Bir defa daha belirtmek istiyorum ki, 12 Eylül yönetimi işkenceyi asla tasvip etmemektedir ve müsamaha ile karşılayamaz.

Anayasamız gibi, Ceza Yasamız da işkenceyi yasaklamakta, yapanlara ceza verilmesini öngörmektedir.

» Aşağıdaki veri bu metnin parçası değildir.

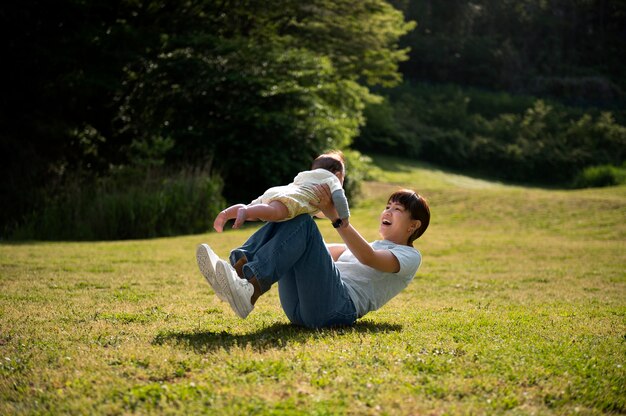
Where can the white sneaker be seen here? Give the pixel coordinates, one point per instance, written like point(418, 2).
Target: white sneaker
point(237, 291)
point(207, 259)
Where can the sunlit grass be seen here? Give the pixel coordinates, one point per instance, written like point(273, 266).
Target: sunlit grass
point(520, 306)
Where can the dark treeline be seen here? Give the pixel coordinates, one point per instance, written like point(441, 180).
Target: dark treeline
point(106, 96)
point(569, 49)
point(529, 91)
point(114, 112)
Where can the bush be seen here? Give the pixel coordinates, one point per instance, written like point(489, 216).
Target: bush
point(127, 205)
point(526, 140)
point(600, 176)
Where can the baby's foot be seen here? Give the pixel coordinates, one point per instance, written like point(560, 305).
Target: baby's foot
point(241, 217)
point(219, 222)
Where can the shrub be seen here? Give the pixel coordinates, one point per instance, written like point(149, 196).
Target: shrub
point(129, 204)
point(526, 140)
point(600, 176)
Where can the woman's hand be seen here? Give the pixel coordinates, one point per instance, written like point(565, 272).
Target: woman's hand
point(325, 203)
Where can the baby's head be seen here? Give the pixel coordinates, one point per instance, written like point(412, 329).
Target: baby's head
point(333, 162)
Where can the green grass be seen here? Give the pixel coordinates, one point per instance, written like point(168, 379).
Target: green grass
point(519, 308)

Türk Ceza Yasasının 245'inci maddesi şöyle der:

'Kuvve-i cebriye imaline memur olanlar ve bilumum zabıta ve ihzar memurları memuriyetlerini icrada ve mafev­kinde bulunan amirinin emrini infazda kanun ve nizamın tayin ettiği ahvalden başka surette bir kimse hakkında suimuamele veya cismen eza verecek hale cüret eder, yahut o kimseyi darp ve cerh eylerse üç aydan üç seneye kadar hapis ve muvakkaten memuriyetten mahrumiyet cezaları ile cezalandırılır. Eğer işlediği cürüm bu fiillerin fevkinde ise o cürümlere tereddüp eden ceza üçte birden yarıya kadar artırılır.'

Yargıtay Dördüncü Ceza Dairesi, 18.11.1969'da aldığı bir kararda şöyle demiştir:

'Jandarma başçavuşu olan ve zor kullanmaya yetkili bulunan sanığın, karakola gelmesini sağlamak amacıyla mağdura sövmesi durumunda TCY'nin 245. maddesi uygulanır.' (Karar numarası: 969/4485).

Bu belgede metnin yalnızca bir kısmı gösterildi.